En Mongolie-intérieure, le système est mieux préservé et on le retrouve à la Faculté de médecine de Mongolie-intérieure à Hohhot ainsi qu’au Centre de recherche scientifique sur la médecine mongole à Tongliao. Les Chinois tentent de distinguer les systèmes de médecine mongole et tibétaine et affirment qu’il s’agit d’entités distinctes, ce qui, comme nous l’avons vu, n’est pas le cas.
Remerciements
Cet article, ainsi que ceux qui suivent dans cette section du site Study Buddhism, sont issus d’une série de conférences que j’ai données en Union soviétique il y a de nombreuses années. En mars 1990, dans le cadre d’une tournée d’enseignement et de recherche en Union soviétique et en Mongolie, j’ai donné une série de conférences à Moscou, à la Bibliothèque de médecine du ministère de la Santé de l’URSS. Ces conférences ont été organisées et coparrainées par le Centre de médecine traditionnelle du Département de l’information médicale (Soyuzmedinform) du ministère de la Santé de l’URSS, sous la direction de la Dr Natalia Lukyanova, et par le Conseil spirituel central des bouddhistes de l’URSS, sous la direction de son représentant à Moscou, Tom Rabdanov. Les conférences ont été données en anglais et traduites oralement en russe par Andrey Terentyev. Après les révisions et les ajouts que j’y ai apportés par la suite, elles ont été préparées pour publication en russe, sous le titre Le Bouddhisme et la culture tibétaine dans une perspective moderne : une série de conférences en Union soviétique, par Slava Komarovskiy, Elena Shilingovskaya et Andrey Terentyev. Elles seront publiées par Soyuzmedinform, sous l’égide du ministère de la Santé de l’URSS. Le présent ouvrage constitue une nouvelle extension et une réorganisation fondées sur ce texte.

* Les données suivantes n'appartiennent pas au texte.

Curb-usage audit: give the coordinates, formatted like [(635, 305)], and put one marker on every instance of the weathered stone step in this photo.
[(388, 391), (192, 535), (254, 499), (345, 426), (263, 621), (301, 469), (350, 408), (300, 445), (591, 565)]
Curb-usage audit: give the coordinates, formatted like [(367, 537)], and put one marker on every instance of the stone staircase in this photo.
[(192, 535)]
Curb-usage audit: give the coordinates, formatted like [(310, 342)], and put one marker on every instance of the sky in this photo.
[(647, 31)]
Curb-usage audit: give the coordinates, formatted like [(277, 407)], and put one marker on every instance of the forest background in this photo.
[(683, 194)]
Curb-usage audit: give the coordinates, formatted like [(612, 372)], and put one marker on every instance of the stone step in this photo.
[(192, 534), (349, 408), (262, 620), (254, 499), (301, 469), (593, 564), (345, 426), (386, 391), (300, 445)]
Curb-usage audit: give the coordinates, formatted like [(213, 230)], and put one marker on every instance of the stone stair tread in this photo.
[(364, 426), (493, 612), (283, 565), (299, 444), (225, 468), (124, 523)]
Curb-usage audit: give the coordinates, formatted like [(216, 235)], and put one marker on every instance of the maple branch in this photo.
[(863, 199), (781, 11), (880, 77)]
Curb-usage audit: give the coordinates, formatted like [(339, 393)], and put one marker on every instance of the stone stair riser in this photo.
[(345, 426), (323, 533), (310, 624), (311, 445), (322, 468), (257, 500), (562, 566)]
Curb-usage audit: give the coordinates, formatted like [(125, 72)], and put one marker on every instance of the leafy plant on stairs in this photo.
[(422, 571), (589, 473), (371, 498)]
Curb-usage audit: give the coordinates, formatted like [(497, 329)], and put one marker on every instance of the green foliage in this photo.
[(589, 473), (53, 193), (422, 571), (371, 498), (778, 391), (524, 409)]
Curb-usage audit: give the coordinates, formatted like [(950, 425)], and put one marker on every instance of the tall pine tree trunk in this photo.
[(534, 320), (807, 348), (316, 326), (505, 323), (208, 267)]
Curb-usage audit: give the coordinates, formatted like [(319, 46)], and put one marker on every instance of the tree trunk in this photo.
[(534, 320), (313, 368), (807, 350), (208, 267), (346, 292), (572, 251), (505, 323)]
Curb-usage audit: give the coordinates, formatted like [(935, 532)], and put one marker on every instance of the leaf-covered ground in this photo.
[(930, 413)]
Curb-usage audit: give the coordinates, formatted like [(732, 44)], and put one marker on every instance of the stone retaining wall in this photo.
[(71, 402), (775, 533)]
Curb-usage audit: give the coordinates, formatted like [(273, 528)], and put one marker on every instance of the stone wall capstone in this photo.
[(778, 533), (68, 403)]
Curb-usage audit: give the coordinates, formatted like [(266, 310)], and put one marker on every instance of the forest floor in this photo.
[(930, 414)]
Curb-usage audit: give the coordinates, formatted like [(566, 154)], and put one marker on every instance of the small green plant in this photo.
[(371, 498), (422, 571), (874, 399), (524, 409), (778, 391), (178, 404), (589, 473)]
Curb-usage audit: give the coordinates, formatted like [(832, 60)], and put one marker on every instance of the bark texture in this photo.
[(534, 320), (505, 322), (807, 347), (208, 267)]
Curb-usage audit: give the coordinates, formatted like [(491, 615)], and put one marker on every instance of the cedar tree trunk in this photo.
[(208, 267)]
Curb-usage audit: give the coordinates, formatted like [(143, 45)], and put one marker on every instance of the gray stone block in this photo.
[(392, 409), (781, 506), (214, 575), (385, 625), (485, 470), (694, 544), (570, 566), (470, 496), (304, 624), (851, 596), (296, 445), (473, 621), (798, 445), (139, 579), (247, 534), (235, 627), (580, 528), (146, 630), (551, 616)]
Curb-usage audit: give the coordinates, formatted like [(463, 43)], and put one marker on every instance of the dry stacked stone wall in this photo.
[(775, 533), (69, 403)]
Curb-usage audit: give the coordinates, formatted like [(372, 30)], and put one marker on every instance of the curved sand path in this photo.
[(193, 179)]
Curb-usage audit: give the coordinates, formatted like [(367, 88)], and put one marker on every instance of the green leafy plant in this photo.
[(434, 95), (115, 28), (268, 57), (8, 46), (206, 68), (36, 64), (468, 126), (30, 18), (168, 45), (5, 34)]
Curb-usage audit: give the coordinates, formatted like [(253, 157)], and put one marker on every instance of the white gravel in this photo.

Je tiens à exprimer ma reconnaissance et ma gratitude à Sa Sainteté le Dalaï-Lama et à Lodi Gyari Rimpotché pour leurs encouragements dans le cadre de ce projet. Je tiens également à remercier pour toute l’aide et les informations que j’ai reçues au cours de mes recherches sur ce sujet la Dr Natalya Lukyanova, Tom Rabdanov et Andrey Terentyev à Moscou ; le très vénérable Bandido Khambo Lama J.J. Erdyneev, aujourd’hui décédé, le vénérable Cho Dorji, le Vénérable Shérab Jamtso, le Vénérable Bazarsada, le professeur Regbi Pubayev, le Dr Elbert Bazaron et le Dr Viktor Poopyshev en Bouriatie ; le Vénérable Gombo Badmaevich Tsybikov et le Vénérable Jinba Jamtso Tsybenov à Chita ; le Vénérable Tuwang Dorji, le Dr Petr Bitkeev, la Dr Juli Oglaev, Alevtina Ulanova et Elsa Bakaeva en Kalmoukie ; le vénérable Lama Shinbayol, le Dr Uriy Aranchyn, le Dr Kaadyr-ool Bicheldei, Mongush Kenin-Lobsan et Damdin Kuular au Touva ; le très vénérable Gaadan Gambajov, le Vénérable Choji Jamtso, le Vénérable Divasambuu, le Vénérable Dambajov, le Vénérable Dr Mugh Tembrel, le Vénérable Dr Natsogdorj, le Vénérable Nasambogh, le Dr Lubsantseran, Wangchindorj et L. Terbish en Mongolie ; et le Vénérable Yéshé Lodrö Rimpotché, Gyatsho Tshéring, le Dr Tenzin Choedrak, le Dr Namgyal Qusar, le défunt professeur Lodrö Gyatso, le professeur Jampa Gyeltsan Dagthon, Tenzin Choegyal et Aleksandar Kocharov à Dharamsala, en Inde. Je tiens également à remercier la Vénérable Thubten Chödron pour ses suggestions visant à simplifier le style et le langage du texte. Toute erreur ou ambiguïté qui aurait pu subsister par inadvertance dans cet ouvrage relève de ma seule responsabilité.